Selain aktif sebagai akademisi, Wikrama menulis sejumlah buku yang membahas regulasi pers dan komunikasi politik. Bukunya yang berjudul Politik Hukum Pers Indonesia diterbitkan oleh PT Grasindo (Gramedia Widiasarana Indonesia) pada tahun 2005 dan banyak digunakan sebagai rujukan dalam studi media dan hukum di Indonesia.[2]
Pada tahun 2008, ia juga menulis Buku Panduan Tentang Hubungan Media dan Keterampilan Berkomunikasi yang diterbitkan oleh Sekretariat Jenderal DPR RI.[4]

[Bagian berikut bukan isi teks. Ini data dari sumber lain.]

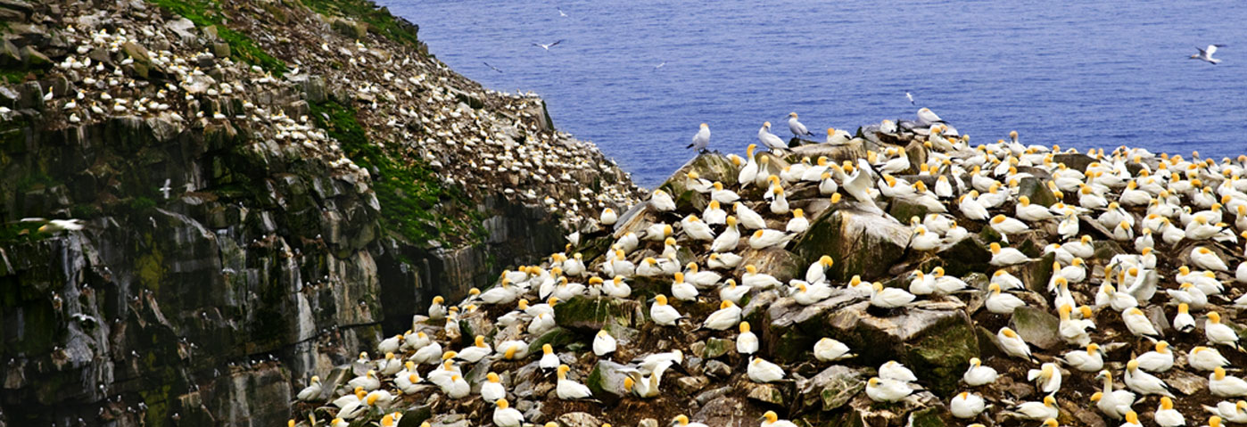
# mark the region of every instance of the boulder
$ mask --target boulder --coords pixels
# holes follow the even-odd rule
[[[832,365],[809,380],[797,381],[798,401],[808,411],[833,411],[865,390],[868,372]]]
[[[625,372],[630,370],[632,368],[612,361],[599,361],[597,365],[594,365],[594,370],[589,372],[585,386],[589,386],[589,390],[595,396],[604,396],[604,393],[624,396],[627,393],[624,390],[624,378],[627,377]]]
[[[555,418],[555,422],[562,427],[599,427],[602,425],[597,417],[585,412],[567,412]]]
[[[786,391],[789,388],[786,386],[791,385],[792,385],[791,382],[757,383],[746,381],[741,383],[741,388],[744,390],[744,397],[748,397],[751,401],[757,401],[766,405],[784,406],[784,403],[788,401],[787,398],[788,393]]]
[[[789,161],[799,162],[802,157],[809,157],[812,159],[827,157],[827,161],[831,163],[843,163],[844,161],[857,162],[858,158],[865,158],[867,149],[862,144],[863,142],[864,141],[862,139],[854,139],[843,146],[819,143],[793,147],[791,149],[792,153],[787,158]]]
[[[831,336],[858,354],[855,364],[878,366],[895,360],[913,370],[932,391],[950,396],[979,340],[965,305],[956,300],[919,300],[898,314],[883,316],[857,303],[848,291],[804,309],[781,301],[768,311],[767,349],[781,361],[808,359],[819,337]]]
[[[727,157],[718,153],[703,153],[693,157],[693,159],[680,167],[676,173],[671,174],[667,182],[658,185],[660,189],[671,194],[671,198],[676,200],[676,207],[681,210],[683,209],[696,209],[701,212],[706,209],[706,203],[710,203],[708,195],[700,195],[700,193],[690,190],[686,185],[688,178],[686,177],[688,172],[697,172],[698,178],[710,182],[722,182],[723,185],[734,185],[737,174],[739,173],[739,167],[732,164]],[[725,207],[731,208],[731,207]]]
[[[1064,344],[1056,331],[1060,322],[1060,319],[1047,311],[1031,306],[1020,306],[1013,314],[1013,329],[1018,336],[1044,350],[1051,350]]]
[[[799,264],[809,265],[822,255],[831,255],[835,264],[827,275],[833,280],[884,276],[904,255],[909,227],[855,203],[842,204],[813,218],[809,230],[791,244]]]
[[[581,332],[597,332],[606,325],[632,326],[643,319],[641,303],[614,298],[576,298],[554,306],[555,322]]]
[[[1038,204],[1041,207],[1050,207],[1056,204],[1056,194],[1044,185],[1044,182],[1035,177],[1021,178],[1018,182],[1018,195],[1025,195],[1030,198],[1031,204]]]

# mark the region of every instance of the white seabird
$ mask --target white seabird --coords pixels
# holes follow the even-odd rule
[[[1191,55],[1190,59],[1206,61],[1212,65],[1221,63],[1221,60],[1212,57],[1212,54],[1217,52],[1217,47],[1226,47],[1226,45],[1208,45],[1208,47],[1205,49],[1195,47],[1200,52],[1196,55]]]
[[[762,128],[758,129],[758,141],[761,141],[763,146],[767,146],[767,148],[771,148],[771,151],[788,148],[788,144],[786,144],[783,139],[774,133],[771,133],[771,122],[762,123]]]

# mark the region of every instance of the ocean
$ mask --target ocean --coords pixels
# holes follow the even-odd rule
[[[789,112],[819,139],[929,107],[971,143],[1015,129],[1028,144],[1247,154],[1241,1],[379,4],[459,73],[539,93],[559,129],[647,187],[693,156],[700,123],[712,149],[743,152],[766,121],[791,137]],[[1223,62],[1187,59],[1210,44]]]

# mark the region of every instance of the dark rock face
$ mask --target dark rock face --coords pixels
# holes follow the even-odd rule
[[[340,78],[303,73],[242,92],[233,78],[249,67],[237,56],[248,46],[226,39],[224,26],[172,14],[160,22],[163,9],[141,1],[125,14],[100,10],[105,17],[79,6],[71,14],[69,2],[0,1],[0,17],[11,24],[0,46],[0,67],[10,76],[0,83],[0,427],[77,420],[284,425],[308,377],[328,377],[359,349],[375,347],[383,330],[409,327],[434,295],[458,300],[495,281],[503,268],[534,263],[564,243],[565,225],[539,204],[546,194],[525,202],[496,182],[463,181],[435,185],[466,193],[466,202],[434,199],[420,208],[445,210],[475,235],[450,244],[397,238],[384,220],[394,208],[379,202],[378,177],[343,167],[342,151],[303,149],[257,124],[257,106],[301,117],[313,105],[353,105]],[[291,7],[269,12],[323,20]],[[79,46],[61,30],[116,34],[131,25],[138,32],[135,22],[176,36],[74,54]],[[359,27],[367,29],[352,30]],[[186,49],[216,57],[192,54],[188,63],[203,72],[181,80],[160,57]],[[231,54],[239,63],[227,70]],[[89,83],[86,71],[61,67],[70,55],[125,78],[116,88]],[[455,77],[449,85],[474,85],[445,73]],[[136,83],[121,88],[126,78]],[[238,92],[205,97],[227,81]],[[89,108],[102,92],[137,107],[166,83],[183,91],[165,102],[185,120],[104,103],[104,113]],[[79,90],[89,95],[69,106]],[[45,101],[49,93],[54,101]],[[469,103],[516,115],[496,100]],[[380,124],[360,117],[365,142],[382,139],[373,127]],[[513,137],[525,142],[524,133]],[[318,144],[330,142],[345,144]],[[631,185],[621,172],[604,178],[597,171],[576,179]],[[455,203],[460,210],[448,208]],[[34,217],[76,218],[86,228],[42,233],[41,223],[20,222]]]

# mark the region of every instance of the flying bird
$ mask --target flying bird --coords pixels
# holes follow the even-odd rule
[[[555,42],[549,44],[549,45],[532,44],[532,46],[537,46],[537,47],[545,49],[546,51],[550,51],[550,47],[557,46],[561,42],[562,42],[562,40],[559,40],[559,41],[555,41]]]
[[[1212,54],[1217,52],[1217,47],[1226,47],[1226,45],[1208,45],[1208,47],[1205,49],[1196,46],[1195,50],[1200,51],[1200,54],[1191,55],[1190,59],[1207,61],[1212,65],[1221,63],[1221,60],[1212,57]]]

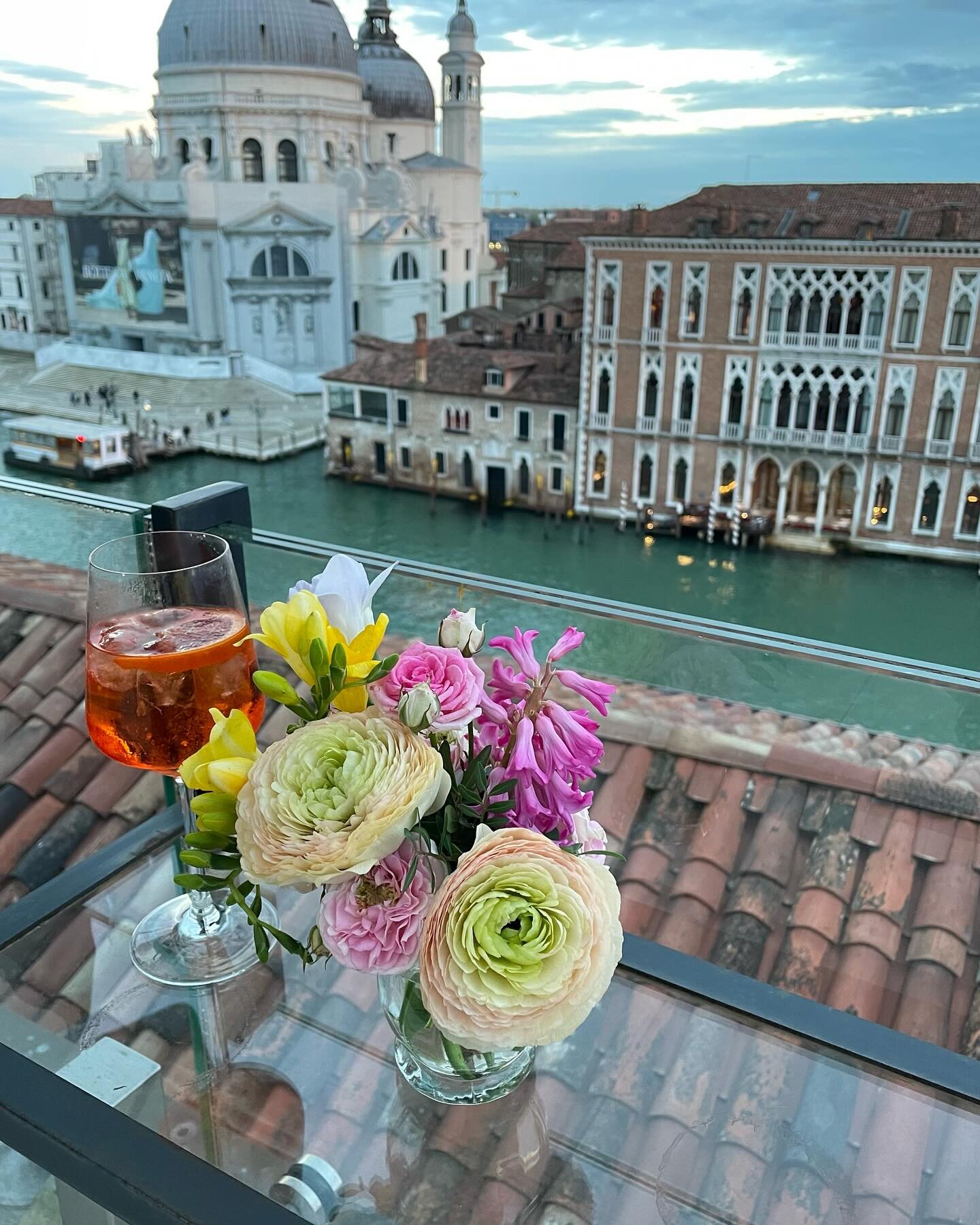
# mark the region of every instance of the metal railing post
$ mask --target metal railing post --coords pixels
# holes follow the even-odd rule
[[[154,532],[209,532],[222,523],[251,528],[249,486],[238,480],[217,480],[213,485],[165,497],[149,507],[149,522]],[[241,595],[247,603],[245,552],[240,541],[232,540],[229,544]]]

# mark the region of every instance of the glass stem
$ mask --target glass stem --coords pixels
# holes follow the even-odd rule
[[[197,829],[197,821],[191,809],[190,788],[178,777],[174,779],[174,790],[176,791],[176,802],[180,805],[180,813],[184,817],[184,833],[192,834]],[[205,875],[202,867],[191,867],[190,871],[200,876]],[[213,893],[207,893],[203,889],[191,889],[187,897],[191,902],[191,913],[200,925],[201,935],[203,935],[219,921],[224,908],[216,902]]]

Wikrama juga adalah seorang Dosen Hukum Pers di Universitas Indonesia.[5]
Dewan Pers
Pada masa reformasi, Wikrama Iryans Abidin diangkat sebagai salah satu anggota Dewan Pers Republik Indonesia dari unsur tokoh masyarakat, bersama Garin Nugroho dan Ichlasul Amal, sesuai dengan ketentuan Pasal 15 ayat (5) Undang-Undang Nomor 40 Tahun 1999 tentang Pers.[6]
Sebagai anggota Dewan Pers, ia termasuk dalam daftar pemegang Sertifikat Ahli Dewan Pers, bersama sejumlah tokoh pers nasional lainnya seperti Bambang Harymurti dan Wina Armada Sukardi.[7]
Dalam perannya, Wikrama aktif sebagai pembicara publik terkait isu-isu pers. Ia pernah menegaskan bahwa “hukum pers hanya melindungi wartawan profesional,” dengan menekankan pentingnya pemenuhan Kode Etik Jurnalistik sebagai syarat perlindungan hukum.[8]
Wikrama juga hadir dalam berbagai diskusi publik, salah satunya diskusi bertajuk *Penegakan Profesionalisme Pers: Memberantas Penyalahgunaan Profesi Wartawan* di Medan pada 13 Desember 2007, bersama Wakil Ketua Dewan Pers Leo Batubara. Acara tersebut diwarnai demonstrasi sebagian wartawan yang menyampaikan kritik terhadap peran Dewan Pers.[9]
Dalam sejumlah forum akademik, Wikrama menyoroti dilema regulasi yang dihadapi Dewan Pers. Menurutnya, bila regulasi terlalu ketat, maka berpotensi mengembalikan praktik intervensi pemerintah, sementara bila terlalu longgar, muncul risiko berkembangnya wartawan tidak profesional yang menyalahgunakan kebebasan pers.[10]
Melalui kiprahnya, Wikrama dikenal sebagai tokoh yang berupaya menjaga keseimbangan antara independensi pers dan penguatan profesionalisme wartawan di Indonesia.
Pemikiran
Fokus penelitian Wikrama berkisar pada kebijakan hukum pers, kebebasan berekspresi, serta peran media dalam demokrasi Indonesia. Ia menyoroti absennya jaminan konstitusional terhadap kebebasan pers dalam UUD 1945 baik sebelum maupun sesudah Reformasi.[3] Penelitiannya juga menganalisis hubungan antara Undang-Undang Pers, Undang-Undang Penyiaran, dan UU ITE dengan prinsip hak asasi manusia.[11]
Publikasi
Buku
Politik Hukum Pers Indonesia. Jakarta: PT Grasindo (Gramedia Widiasarana Indonesia), 2005. ISBN 979-759-653-2.[2][12]
Buku Panduan Tentang Hubungan Media dan Keterampilan Berkomunikasi. Jakarta: Sekretariat Jenderal DPR RI, 2008. ISBN 978-979-1975-77-3.[4]
Kematian
Wikrama meninggal dunia pada 30 Desember 2016, dan dimakamkan di TPU Tanah Kusir.[13]